Cheap Premiums, Unknown Insurer — The Hidden Dangers of Price-First Decisions

Cheap Premiums, Unknown Insurer — The Hidden Dangers of Price-First Decisions

For organizations seeking to control escalating health insurance costs, some brokers may suggest an insurer/TPA (Third-Party Administrator) model as a way to achieve lower premiums. This structure pairs an insurer — which could be a larger insurer or, more typically, smaller insurers that have no experience with high-end international health insurance — with a TPA that specializes in high-end health insurance servicing, administration, claims processing, and network management.

On the surface, this approach may seem attractive — lower pricing from the insurer and access to a specialized service provider from the TPA. And to be clear – this model can absoliutely work if set-up correctly. But there’s a fundamental risk that many companies often overlook: you are not buying insurance from the TPA, you are buying it from the insurer. And if that insurer lacks the financial strength, experience, or risk appetite for high-end medical insurance, you may be exposing your employees — and your company — to serious risks down the line.

Why You Need to Look Beyond Just Pricing

It’s easy to get caught up in premium savings, but insurance is about risk transfer — and the company holding that risk must be able to pay out claims (which could be signifcant) reliably, year after year. Before committing to an insurer/TPA set-up, companies should conduct thorough due diligence on the insurer behind the plan, because you’re not buying insurance from the TPA.

Key Questions to Ask Before Choosing an Insurer

How solvent is the insurer?
The financial stability of the insurer is critical. If the insurer is undercapitalized or lacks strong financial reserves, they may struggle to pay out large or unexpected claims. Solvency ratios and financial statements should be reviewed to ensure the insurer can withstand high-cost claims and market fluctuations.

What is their credit rating?
Credit ratings from agencies like AM Best, S&P, or Moody’s indicate an insurer’s ability to meet financial commitments. A strong credit rating (A or higher) suggests a low likelihood of default, while a poor rating — or no rating at all — should be a red flag.
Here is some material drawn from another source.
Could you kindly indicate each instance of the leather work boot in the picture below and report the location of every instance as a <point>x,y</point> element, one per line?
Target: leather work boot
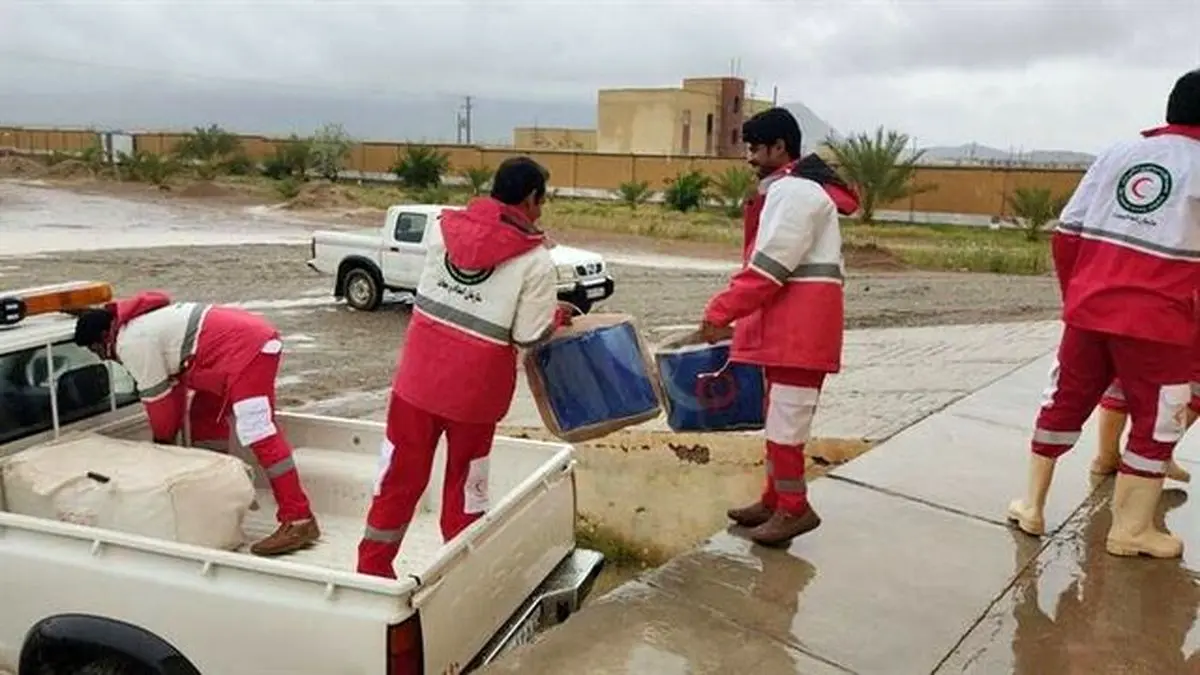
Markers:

What is their risk appetite for high-end health insurance?
Some insurers specialize in corporate medical plans, while others have little experience with high-cost, expatriate-heavy groups. If the insurer doesn’t understand or properly price for the risks, they may exit the market, impose heavy premium increases, or introduce restrictive underwriting measures after just one or two years.

What is the insurer’s gross written premium (GWP) for health insurance?
If they don’t have a large health insurance portfolio, they may lack expertise in managing long-term risks. How much of their book of business is group health insurance vs. other lines of business (life, property, etc.)? If the insurer primarily sells local health, life, or property insurance, they may not have the expertise or infrastructure to handle complex international claims.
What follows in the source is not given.